Just minutes before the cargo ship Dali was set to glide under Baltimore’s Francis Scott Key Bridge, the ship’s alarms began to blare. The lights went out. The engine halted. Even the rudder, which the crew uses to maneuver the vessel, was frozen.
As a frantic effort to restore the ship was underway, the pilot soon recognized that the aimless vessel was drifting toward disaster, and called for help.
The cascading collapse of the vessel’s most crucial operating systems left the Dali adrift until it ultimately collided with the Key bridge, knocking the span into the river and killing six people. But as crews this week were still sorting out how to disentangle the ship and recover the bodies of those who died, investigators were also turning to the most central question: What could have caused such a catastrophic failure at the worst possible moment?
Engineers, captains and shipping officials around the world are waiting for that answer in an era when the industry’s largest ships can carry four times as much cargo as those just a few decades ago, navigating through congested urban ports under bridges that may carry tens of thousands of people a day,
Already, a few key questions are emerging, according to engineers and shipping experts monitoring the investigation, and most of them point to the electrical generators that power nearly every system on the 984-foot vessel, not only the lights, navigation and steering, but the pumps that provide fuel, oil and water to the massive diesel engine.
The “complete blackout” reported by the pilot is hard to explain in today’s shipping world, in which large commercial vessels now operate with a range of automation, computerized monitoring, and built-in redundancies and backup systems designed to avert just such a calamity.
“In the last 30 to 40 years, the level of that redundancy has been increasing quite considerably,” said John Carlton, a professor of marine engineering at City, University of London. “The ship of today is so very different to the one of 30 years ago.”
Yet there is a wide range of possible factors contributing to the failure that investigators will have to sift through as they interview crew members, examine fuel supplies and scrutinize the ship systems that broke down that night.
If there was faulty maintenance, it could have caused a delay in starting the emergency backup generator, or an electrical fault could have prevented it from remaining engaged. Contaminated fuel or an inadvertently closed valve could have fouled or starved the main generators. Human error could have set off problems or failed to overcome them. The ship’s own automation could have led to equipment glitches. Or a fire could have broken out and damaged crucial equipment.
The answers will have implications not only for international shipping but also for who is liable for damages that S&P Global Ratings estimated at more than $2 billion.

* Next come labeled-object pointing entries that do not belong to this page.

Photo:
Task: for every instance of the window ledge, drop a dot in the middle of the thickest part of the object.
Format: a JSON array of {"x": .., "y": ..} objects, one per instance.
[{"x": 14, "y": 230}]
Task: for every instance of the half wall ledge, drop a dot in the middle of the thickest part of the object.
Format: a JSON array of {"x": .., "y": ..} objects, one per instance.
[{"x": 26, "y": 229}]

Grace Ocean Private, the Singapore-based company that owns the Dali, said it was “fully cooperating with federal and state government agencies.” Grace Ocean’s owner is Yoshimasa Abe, a Japanese citizen who owns at least two shipping lines and more than 50 vessels, including some of the world’s biggest container ships. While the Dali was insured, Mr. Abe’s company potentially faces large claims against it, depending on the findings of the accident investigators.
Given the scope of the failure, it is possible that there were multiple problems. Timothy McCoy, a professor specializing in marine engineering at the University of Michigan, said that much like a plane crash, an extensive breakdown of a ship’s systems typically involve a sequence of events.
A close look at the potential factors involves many of the most essential elements in the operation of a modern cargo vessel — including the fuel that feeds the ship’s 55,000-horsepower diesel engine that in turn powers the ship’s propeller.